No school like the old school
The 2730 is an archetypal Nokia handset, with a sturdy, elongated, candybar frame. Around half of the phone is taken up by an alphanumeric keyboard, navigation button and other controls. It's surprisingly chunky, at 14mm thick.
Around the sides, you'll find a microSD memory card slot, a micro-USB port and, blessedly, a 3.5mm socket for plugging in your own headphones, so you don't have to use the bundled hands-free set. A chrome trim surrounds the handset, while the back is mostly matte black. A 2-megapixel camera sits on the rear.
On the front of the phone is a small, 51mm (2-inch) QVGA screen. With a resolution of 320x240 pixels, it's clear enough, but the handset looks like it could have accommodated a larger display. The screen's glossy coating also makes it a real fingerprint magnet.
Cheap but not so cheerful
Navigation is handled via a five-way button, 'confirm' and 'back' keys on either side of this, and answer and call-end buttons. With a brushed aluminium finish, the keypad, like the other controls, looks very classy indeed.

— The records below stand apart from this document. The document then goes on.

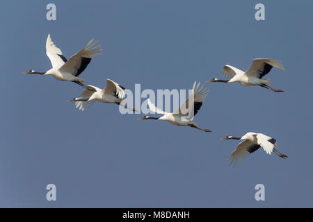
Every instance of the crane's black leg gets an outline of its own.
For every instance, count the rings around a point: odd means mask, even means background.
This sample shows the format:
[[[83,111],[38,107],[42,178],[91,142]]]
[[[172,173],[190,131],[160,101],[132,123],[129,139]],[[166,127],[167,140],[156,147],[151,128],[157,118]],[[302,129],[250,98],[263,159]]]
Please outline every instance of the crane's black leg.
[[[264,87],[266,89],[272,90],[275,92],[284,92],[284,90],[282,90],[282,89],[276,89],[272,88],[272,87],[269,87],[268,85],[267,85],[266,84],[262,84],[259,86]]]
[[[276,150],[275,148],[273,148],[273,151],[276,153],[280,157],[282,157],[283,159],[288,158],[288,156],[287,155],[284,155],[284,153],[280,153],[278,150]]]

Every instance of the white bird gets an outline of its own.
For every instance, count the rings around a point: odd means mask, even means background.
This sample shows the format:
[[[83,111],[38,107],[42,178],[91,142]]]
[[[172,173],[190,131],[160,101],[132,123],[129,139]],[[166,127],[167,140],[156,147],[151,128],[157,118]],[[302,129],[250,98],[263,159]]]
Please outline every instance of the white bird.
[[[76,108],[79,108],[80,110],[83,111],[96,101],[104,103],[115,103],[128,108],[121,103],[125,96],[124,92],[125,88],[111,79],[106,79],[106,85],[104,89],[90,85],[84,85],[83,87],[86,89],[79,97],[67,101],[76,102]],[[131,110],[137,111],[135,109],[131,109]]]
[[[284,71],[282,65],[271,58],[255,58],[250,68],[243,71],[237,68],[227,65],[223,67],[223,74],[228,78],[228,80],[220,80],[214,78],[207,83],[220,82],[220,83],[234,83],[239,82],[244,86],[247,85],[259,85],[262,87],[274,91],[275,92],[282,92],[282,89],[275,89],[268,86],[270,80],[268,78],[262,78],[263,76],[269,73],[273,67],[276,67]]]
[[[97,41],[91,40],[81,51],[67,60],[61,50],[56,47],[52,42],[50,34],[48,35],[46,42],[46,53],[50,59],[52,69],[46,72],[40,72],[31,69],[26,74],[51,75],[61,81],[72,81],[81,86],[84,82],[83,78],[78,77],[87,67],[91,59],[100,54],[99,44],[95,45]]]
[[[262,147],[267,154],[271,155],[272,152],[274,152],[282,158],[285,159],[288,157],[286,155],[279,152],[274,148],[277,145],[276,139],[262,133],[250,132],[242,137],[227,136],[222,139],[222,140],[226,139],[243,140],[238,144],[234,151],[228,158],[230,164],[232,164],[234,166],[238,165],[249,154],[255,152],[260,147]]]
[[[157,114],[163,114],[162,117],[156,118],[151,117],[147,115],[139,118],[138,120],[145,119],[157,119],[157,120],[164,120],[170,122],[172,124],[177,126],[191,126],[195,128],[198,130],[204,132],[211,132],[208,129],[202,129],[198,126],[198,123],[193,122],[192,120],[194,116],[198,113],[202,102],[207,95],[207,88],[203,88],[203,85],[199,87],[200,83],[196,85],[196,82],[193,84],[193,92],[189,95],[189,97],[186,100],[186,101],[179,107],[179,108],[173,113],[169,113],[163,112],[156,108],[154,104],[153,104],[149,99],[147,101],[149,108],[151,111],[156,112]],[[192,104],[190,104],[193,103]]]

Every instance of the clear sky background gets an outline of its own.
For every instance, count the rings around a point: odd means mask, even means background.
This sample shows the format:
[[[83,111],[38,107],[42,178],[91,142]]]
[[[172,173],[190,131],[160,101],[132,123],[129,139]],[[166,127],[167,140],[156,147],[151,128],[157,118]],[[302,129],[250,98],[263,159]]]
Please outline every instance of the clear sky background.
[[[56,5],[56,21],[46,6]],[[266,20],[255,19],[265,5]],[[5,1],[0,35],[0,207],[313,207],[312,1]],[[83,88],[45,71],[48,33],[67,58],[91,38],[102,44],[82,74],[134,90],[190,89],[222,78],[225,64],[246,70],[255,58],[279,60],[267,76],[275,93],[211,83],[194,121],[207,133],[138,121],[114,105],[88,110],[67,103]],[[144,100],[143,99],[142,101]],[[289,158],[259,149],[239,167],[226,158],[252,131],[275,138]],[[57,200],[45,187],[56,185]],[[256,201],[255,186],[265,186]]]

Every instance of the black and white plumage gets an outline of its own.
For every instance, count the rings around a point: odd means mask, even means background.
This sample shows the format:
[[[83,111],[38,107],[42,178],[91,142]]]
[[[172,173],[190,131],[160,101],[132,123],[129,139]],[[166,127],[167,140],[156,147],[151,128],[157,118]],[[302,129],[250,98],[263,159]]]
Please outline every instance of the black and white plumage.
[[[197,83],[195,82],[193,86],[193,92],[189,95],[189,97],[184,101],[179,108],[175,112],[172,113],[166,112],[161,110],[148,99],[147,102],[150,110],[157,114],[162,114],[163,116],[156,118],[146,115],[139,118],[138,120],[163,120],[176,126],[191,126],[204,132],[211,132],[210,130],[202,129],[199,128],[198,126],[198,123],[192,121],[194,116],[198,113],[201,108],[202,102],[207,95],[208,91],[209,90],[207,90],[207,88],[204,88],[203,85],[200,87],[200,83],[197,84]],[[191,102],[193,102],[193,103],[190,104]]]
[[[228,158],[230,164],[234,166],[238,165],[249,154],[257,151],[260,147],[262,147],[267,154],[271,155],[273,152],[282,158],[285,159],[288,157],[286,155],[279,152],[274,148],[277,145],[276,139],[262,133],[250,132],[241,137],[227,136],[222,139],[243,140],[238,144],[236,149]]]
[[[275,89],[268,86],[270,80],[268,78],[262,78],[268,74],[273,67],[284,70],[282,65],[278,60],[271,58],[256,58],[253,60],[250,68],[243,71],[231,65],[227,65],[223,67],[223,74],[230,79],[228,80],[220,80],[214,78],[207,83],[234,83],[239,82],[244,86],[259,85],[262,87],[272,90],[275,92],[282,92],[282,89]]]
[[[61,81],[72,81],[83,86],[83,78],[78,77],[96,55],[100,54],[99,44],[97,41],[91,40],[81,51],[73,55],[68,60],[63,55],[61,50],[52,42],[50,34],[46,42],[46,53],[50,59],[52,69],[46,72],[39,72],[33,69],[26,72],[26,74],[51,75]]]
[[[125,96],[124,92],[125,88],[111,79],[106,79],[106,85],[104,89],[91,85],[85,85],[84,87],[86,89],[79,97],[68,101],[75,102],[76,108],[80,110],[85,110],[96,101],[104,103],[115,103],[128,108],[121,103]],[[131,110],[136,111],[135,109]]]

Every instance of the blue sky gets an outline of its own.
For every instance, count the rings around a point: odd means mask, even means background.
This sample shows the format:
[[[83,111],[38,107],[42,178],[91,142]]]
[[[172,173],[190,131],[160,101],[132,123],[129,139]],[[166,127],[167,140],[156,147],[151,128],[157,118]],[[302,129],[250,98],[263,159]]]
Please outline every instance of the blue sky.
[[[46,19],[49,3],[56,21]],[[265,5],[266,20],[255,19]],[[313,44],[310,1],[6,1],[1,4],[0,207],[313,207]],[[247,69],[255,58],[279,60],[275,93],[239,83],[208,84],[194,119],[206,133],[163,121],[138,121],[117,105],[79,111],[66,101],[79,86],[51,76],[50,33],[70,58],[91,38],[102,44],[82,74],[102,87],[111,78],[134,90],[189,89],[222,78],[223,66]],[[275,138],[289,158],[262,150],[236,168],[225,159],[252,131]],[[55,184],[57,200],[46,200]],[[256,201],[255,186],[265,186]]]

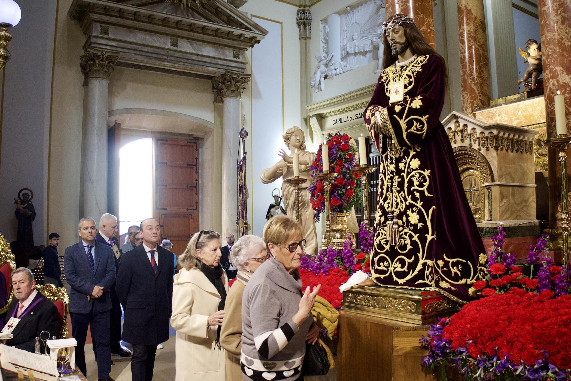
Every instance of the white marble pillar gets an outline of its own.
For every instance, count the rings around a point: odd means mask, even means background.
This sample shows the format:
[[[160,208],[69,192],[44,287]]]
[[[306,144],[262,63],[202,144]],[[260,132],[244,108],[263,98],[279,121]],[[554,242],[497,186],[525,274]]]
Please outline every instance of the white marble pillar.
[[[331,61],[341,61],[341,18],[336,13],[327,16],[327,54],[333,54]]]
[[[238,180],[236,164],[242,117],[242,94],[250,76],[226,72],[212,78],[215,102],[224,104],[222,121],[222,199],[223,237],[229,233],[236,235]]]
[[[88,48],[81,57],[85,76],[82,158],[82,216],[96,221],[107,212],[107,113],[109,77],[118,53]]]

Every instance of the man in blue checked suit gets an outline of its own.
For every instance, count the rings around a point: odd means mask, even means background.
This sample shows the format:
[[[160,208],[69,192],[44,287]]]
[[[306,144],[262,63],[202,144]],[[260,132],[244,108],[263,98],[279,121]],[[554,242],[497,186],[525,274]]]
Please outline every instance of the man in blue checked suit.
[[[77,340],[75,363],[87,376],[84,346],[90,326],[97,344],[97,372],[99,381],[114,381],[109,347],[109,288],[115,281],[115,259],[111,248],[95,241],[97,229],[91,217],[79,220],[81,240],[65,250],[63,268],[70,292],[71,334]]]

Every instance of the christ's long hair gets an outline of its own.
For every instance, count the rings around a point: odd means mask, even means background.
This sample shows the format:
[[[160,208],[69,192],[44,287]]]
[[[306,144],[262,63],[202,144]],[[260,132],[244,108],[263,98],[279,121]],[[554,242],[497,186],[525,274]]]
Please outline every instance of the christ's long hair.
[[[393,18],[399,15],[405,15],[402,13],[395,14],[390,18]],[[446,84],[448,84],[448,75],[446,72],[446,62],[442,56],[438,54],[434,49],[427,43],[424,39],[420,30],[415,24],[403,23],[401,26],[404,29],[404,37],[407,38],[408,46],[412,51],[413,54],[419,55],[424,55],[425,54],[432,54],[436,55],[442,61],[442,64],[444,65],[444,76]],[[394,64],[399,57],[393,55],[391,50],[391,44],[389,43],[388,39],[387,38],[387,33],[383,34],[383,45],[384,47],[383,53],[383,69],[385,69]]]

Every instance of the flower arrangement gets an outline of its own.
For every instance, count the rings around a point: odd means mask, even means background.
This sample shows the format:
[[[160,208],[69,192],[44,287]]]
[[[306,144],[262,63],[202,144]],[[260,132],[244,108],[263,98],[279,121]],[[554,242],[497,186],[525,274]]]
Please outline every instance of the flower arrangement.
[[[488,275],[470,289],[480,299],[432,326],[420,340],[423,366],[456,366],[468,380],[571,380],[571,272],[552,264],[546,235],[530,246],[524,269],[497,233]]]
[[[359,205],[362,197],[361,175],[352,170],[357,165],[357,146],[349,144],[351,137],[347,134],[328,134],[327,136],[331,170],[338,174],[329,190],[329,208],[333,213],[349,212],[353,205]],[[316,173],[323,172],[320,148],[309,169],[312,179],[308,190],[311,195],[311,207],[315,211],[313,219],[319,221],[325,205],[325,185],[323,180],[315,177]]]

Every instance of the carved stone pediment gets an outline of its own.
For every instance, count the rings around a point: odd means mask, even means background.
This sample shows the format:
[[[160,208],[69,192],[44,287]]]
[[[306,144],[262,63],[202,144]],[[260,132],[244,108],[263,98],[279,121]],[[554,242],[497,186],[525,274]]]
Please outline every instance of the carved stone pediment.
[[[86,36],[84,48],[119,53],[118,66],[199,77],[244,73],[241,51],[268,33],[224,0],[192,8],[164,0],[74,0],[68,14]]]

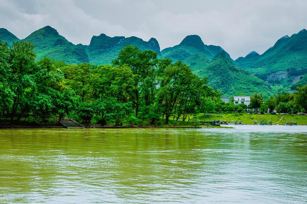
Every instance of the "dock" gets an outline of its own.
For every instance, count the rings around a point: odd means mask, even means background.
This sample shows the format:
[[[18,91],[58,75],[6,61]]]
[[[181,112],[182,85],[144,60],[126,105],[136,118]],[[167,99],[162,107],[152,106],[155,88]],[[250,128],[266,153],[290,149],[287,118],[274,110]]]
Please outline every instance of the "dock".
[[[62,118],[60,122],[65,128],[68,129],[84,128],[83,126],[70,118]]]

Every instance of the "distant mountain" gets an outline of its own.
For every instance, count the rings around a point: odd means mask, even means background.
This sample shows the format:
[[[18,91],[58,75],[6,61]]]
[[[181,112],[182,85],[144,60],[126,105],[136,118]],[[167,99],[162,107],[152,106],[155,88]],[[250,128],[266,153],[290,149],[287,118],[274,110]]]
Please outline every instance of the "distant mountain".
[[[4,28],[0,29],[0,36],[10,45],[13,41],[19,40]],[[142,50],[152,50],[161,57],[159,43],[152,38],[146,42],[134,36],[111,37],[102,34],[93,36],[88,45],[75,45],[60,35],[55,29],[47,26],[33,32],[24,40],[33,42],[37,60],[49,57],[70,64],[88,62],[97,65],[110,64],[117,57],[120,50],[128,45],[137,46]]]
[[[183,61],[191,55],[196,53],[204,55],[211,60],[219,52],[223,50],[220,46],[205,45],[198,35],[188,35],[179,45],[165,48],[161,51],[163,57],[170,58],[175,61]],[[226,53],[227,57],[231,59],[229,54]]]
[[[208,85],[219,89],[223,96],[250,96],[255,92],[265,96],[271,93],[267,83],[236,66],[224,51],[219,52],[209,63],[204,55],[195,55],[184,61],[199,76],[208,77]]]
[[[151,50],[160,55],[160,46],[154,38],[146,42],[134,36],[111,37],[102,34],[99,36],[93,36],[89,45],[87,47],[90,61],[96,65],[110,64],[112,59],[117,57],[120,50],[128,45],[137,46],[142,50]]]
[[[32,41],[37,60],[49,57],[68,64],[89,61],[83,45],[74,45],[50,26],[33,32],[24,40]]]
[[[7,41],[9,43],[9,45],[11,46],[13,41],[17,41],[19,40],[18,38],[5,28],[0,28],[0,38],[4,41]]]
[[[307,73],[307,31],[282,37],[261,55],[250,54],[236,64],[269,83],[290,85]]]
[[[298,86],[301,87],[306,85],[307,85],[307,74],[305,74],[304,76],[301,76],[299,80],[291,86],[291,89],[294,90]]]

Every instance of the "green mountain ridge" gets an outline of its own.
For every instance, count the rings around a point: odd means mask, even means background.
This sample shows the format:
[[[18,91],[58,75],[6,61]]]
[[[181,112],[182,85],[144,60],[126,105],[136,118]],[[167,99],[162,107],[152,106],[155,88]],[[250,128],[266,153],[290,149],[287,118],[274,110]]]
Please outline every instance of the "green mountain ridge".
[[[19,40],[4,28],[0,29],[0,36],[9,45]],[[267,83],[272,86],[278,84],[274,87],[276,90],[282,88],[283,91],[290,91],[296,86],[305,84],[307,81],[304,79],[307,73],[305,29],[290,37],[280,38],[262,55],[253,51],[235,61],[221,47],[205,45],[196,35],[188,36],[179,44],[161,52],[159,43],[154,38],[146,41],[134,36],[111,37],[104,34],[93,36],[88,45],[75,45],[49,26],[33,32],[24,39],[33,42],[37,60],[49,57],[69,64],[110,64],[120,50],[128,45],[142,50],[150,49],[157,53],[158,58],[183,61],[199,76],[208,76],[209,85],[227,96],[250,94],[255,91],[270,93],[272,91]]]
[[[19,40],[6,29],[0,29],[2,40],[7,41],[9,45],[13,41]],[[120,50],[128,45],[137,46],[142,50],[151,49],[160,54],[159,43],[152,38],[148,41],[132,36],[111,37],[102,34],[93,36],[88,45],[75,45],[60,35],[56,30],[47,26],[36,30],[24,39],[32,41],[37,60],[45,57],[63,60],[69,64],[91,62],[97,65],[110,64]]]
[[[247,57],[236,64],[269,84],[289,88],[307,73],[307,30],[281,38],[261,55]]]
[[[198,35],[188,35],[179,45],[165,48],[161,51],[163,57],[170,58],[174,61],[184,61],[190,56],[196,53],[201,53],[210,60],[219,52],[224,50],[220,46],[205,45]],[[227,57],[231,59],[227,53]],[[231,59],[232,60],[232,59]]]
[[[255,92],[265,96],[272,93],[267,83],[236,65],[224,51],[219,52],[210,62],[205,57],[196,54],[184,62],[200,76],[207,77],[208,85],[218,89],[223,96],[251,95]]]
[[[93,36],[87,48],[90,61],[96,65],[110,64],[112,60],[117,57],[120,50],[128,45],[137,46],[142,51],[151,49],[161,57],[160,46],[155,38],[151,38],[146,42],[134,36],[112,37],[102,34],[98,36]]]
[[[0,36],[2,37],[0,39],[4,41],[7,42],[9,43],[9,46],[10,46],[12,45],[13,42],[19,40],[14,34],[3,28],[0,28]]]

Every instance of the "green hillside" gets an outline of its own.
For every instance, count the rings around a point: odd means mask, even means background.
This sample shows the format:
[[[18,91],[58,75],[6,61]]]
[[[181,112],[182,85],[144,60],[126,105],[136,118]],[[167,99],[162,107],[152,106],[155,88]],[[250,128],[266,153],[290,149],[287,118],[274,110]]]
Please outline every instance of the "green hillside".
[[[199,36],[192,35],[186,37],[179,45],[162,50],[161,54],[163,57],[170,58],[174,61],[179,60],[184,61],[196,53],[202,54],[211,60],[215,55],[223,50],[220,46],[205,45]],[[226,53],[226,54],[231,59],[228,53]]]
[[[206,55],[201,53],[196,53],[190,56],[183,61],[193,72],[198,75],[200,70],[205,69],[210,62]]]
[[[291,89],[295,89],[298,86],[301,87],[307,84],[307,74],[305,74],[304,77],[301,77],[300,80],[297,81],[291,87]]]
[[[25,40],[33,42],[37,60],[49,57],[56,60],[64,60],[68,64],[89,61],[83,45],[81,44],[74,45],[50,26],[45,26],[33,32]]]
[[[267,83],[236,66],[224,51],[219,53],[208,63],[199,54],[184,61],[200,76],[208,77],[208,85],[220,90],[223,96],[251,95],[255,92],[265,96],[272,93]]]
[[[284,36],[261,55],[248,56],[236,64],[269,83],[290,87],[307,73],[307,30]]]
[[[13,42],[19,40],[18,38],[5,28],[0,28],[0,38],[4,42],[7,42],[9,46],[12,45]]]
[[[160,46],[154,38],[146,42],[134,36],[111,37],[102,34],[98,36],[93,36],[87,47],[90,61],[96,65],[110,64],[112,60],[117,57],[120,50],[128,45],[137,46],[142,50],[152,50],[160,56]]]

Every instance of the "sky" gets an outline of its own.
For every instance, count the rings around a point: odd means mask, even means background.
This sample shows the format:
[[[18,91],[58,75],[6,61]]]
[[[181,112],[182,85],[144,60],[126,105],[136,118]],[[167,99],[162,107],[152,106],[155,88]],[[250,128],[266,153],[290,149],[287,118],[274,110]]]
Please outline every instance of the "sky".
[[[307,0],[0,0],[0,28],[20,39],[46,26],[74,44],[93,35],[155,38],[161,50],[199,35],[235,59],[307,29]]]

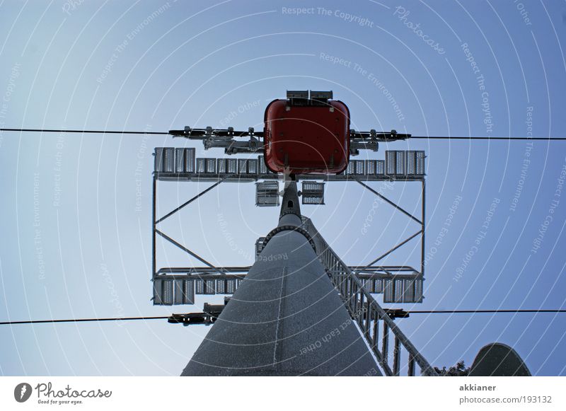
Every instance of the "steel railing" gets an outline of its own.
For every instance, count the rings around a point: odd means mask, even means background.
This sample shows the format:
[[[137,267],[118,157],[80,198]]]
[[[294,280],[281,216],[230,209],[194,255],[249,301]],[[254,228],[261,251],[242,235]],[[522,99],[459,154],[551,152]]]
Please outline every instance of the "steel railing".
[[[409,341],[393,320],[364,287],[362,282],[330,248],[310,219],[303,217],[303,228],[314,241],[318,258],[340,293],[350,317],[359,326],[385,375],[399,375],[401,352],[405,349],[408,354],[409,376],[415,375],[415,364],[420,368],[421,375],[437,376],[437,373]],[[388,361],[391,336],[393,339],[391,366]]]

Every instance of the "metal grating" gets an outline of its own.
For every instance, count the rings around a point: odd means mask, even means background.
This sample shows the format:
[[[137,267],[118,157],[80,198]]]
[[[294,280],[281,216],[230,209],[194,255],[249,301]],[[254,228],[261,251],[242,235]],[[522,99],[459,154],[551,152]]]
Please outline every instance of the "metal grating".
[[[417,151],[417,170],[415,174],[424,175],[424,151]]]
[[[324,204],[324,183],[313,183],[304,181],[301,190],[303,204]]]
[[[216,158],[205,158],[204,168],[206,173],[209,174],[214,174],[216,172]]]
[[[263,250],[263,241],[265,240],[265,237],[260,237],[255,241],[255,258],[258,258],[258,256],[260,255],[260,253],[262,252]]]
[[[383,303],[422,303],[422,278],[383,280]],[[379,288],[376,288],[379,289]],[[379,293],[379,291],[376,291]]]
[[[240,174],[258,174],[258,160],[255,158],[238,158],[238,172]]]
[[[377,167],[377,160],[366,160],[366,173],[367,174],[375,174]]]
[[[236,291],[236,279],[216,279],[217,294],[233,294]]]
[[[260,174],[267,174],[267,173],[270,173],[270,171],[267,170],[267,166],[265,166],[265,161],[263,159],[263,156],[260,156],[258,157],[258,163],[259,163]]]
[[[194,304],[195,287],[192,279],[154,279],[154,305]]]
[[[197,173],[204,173],[204,158],[197,158]]]
[[[175,149],[155,148],[154,170],[158,173],[173,173],[175,170]]]
[[[226,173],[226,161],[227,158],[219,158],[216,160],[216,170],[219,174],[224,174]]]
[[[279,202],[279,182],[264,181],[255,183],[255,205],[275,207]]]
[[[424,174],[424,151],[407,151],[407,174],[410,175]]]
[[[248,174],[248,160],[246,158],[238,159],[238,174]]]
[[[385,175],[385,160],[378,160],[376,164],[376,175]]]
[[[405,151],[403,150],[388,150],[385,152],[386,172],[388,175],[404,175]]]
[[[195,149],[185,149],[185,173],[195,173]]]
[[[396,151],[395,156],[395,173],[397,175],[403,175],[407,171],[405,168],[405,151]]]
[[[185,163],[183,158],[185,156],[184,149],[175,149],[175,172],[183,173],[185,171]]]
[[[219,174],[236,174],[238,163],[236,158],[219,158],[216,161],[216,170]]]
[[[365,161],[364,160],[354,160],[354,173],[357,175],[365,174]]]

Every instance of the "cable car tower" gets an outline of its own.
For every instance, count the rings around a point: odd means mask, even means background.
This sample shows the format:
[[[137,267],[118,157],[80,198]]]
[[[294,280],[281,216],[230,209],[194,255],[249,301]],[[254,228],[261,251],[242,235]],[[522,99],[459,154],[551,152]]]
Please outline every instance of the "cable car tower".
[[[379,142],[410,134],[352,130],[347,107],[332,98],[331,91],[288,91],[287,99],[268,105],[260,132],[209,127],[169,132],[201,140],[205,149],[224,148],[226,157],[195,158],[195,148],[155,149],[154,304],[193,304],[195,294],[231,294],[224,306],[205,303],[204,313],[170,319],[185,325],[214,323],[183,375],[398,376],[403,369],[412,376],[417,365],[421,374],[436,375],[394,323],[398,312],[383,309],[376,300],[382,294],[384,303],[422,301],[424,153],[387,151],[382,159],[350,160],[360,150],[377,152]],[[240,154],[258,158],[231,158]],[[213,184],[159,216],[160,181]],[[255,182],[258,207],[281,204],[278,224],[256,242],[251,267],[213,265],[159,226],[226,181]],[[347,265],[299,205],[299,197],[303,205],[324,204],[325,185],[337,181],[357,183],[417,222],[420,230],[369,264]],[[371,181],[420,183],[421,215],[413,216],[366,184]],[[202,265],[158,267],[158,236]],[[421,242],[419,267],[377,265],[415,238]],[[277,258],[282,255],[288,258]]]

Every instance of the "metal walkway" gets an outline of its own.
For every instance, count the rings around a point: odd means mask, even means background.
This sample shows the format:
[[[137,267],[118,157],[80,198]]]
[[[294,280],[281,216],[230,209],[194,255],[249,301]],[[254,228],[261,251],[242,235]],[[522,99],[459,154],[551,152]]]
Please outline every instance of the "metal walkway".
[[[437,376],[434,369],[421,355],[395,322],[366,290],[362,282],[340,260],[315,228],[311,219],[303,216],[303,228],[314,241],[316,253],[338,291],[350,317],[359,327],[371,351],[386,376],[398,376],[400,371],[402,349],[408,354],[409,376],[415,375],[415,363],[424,376]],[[381,331],[380,332],[380,327]],[[389,352],[389,339],[393,337],[393,349]],[[381,347],[380,347],[381,345]],[[393,364],[390,365],[390,354]]]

This illusion is, however, quickly shattered when you actually use the buttons. Stiff and unresponsive, they feel very cheap. Applying just a little pressure to the answer and call-end buttons causes the entire section of plastic in which they sit to sink into the handset. We suspect this phone might not survive more than a few trips to the pavement.
The stiff keys make texting at speed pretty awkward, and really hamper the 2730's usability generally. That's a shame, because the menus themselves are pretty intuitive. The menu icons are arranged in a pleasing grid, but cycling through them feels ever so slightly sluggish. We doubt it'll drive you up the wall, though, unless you're a particularly impatient person.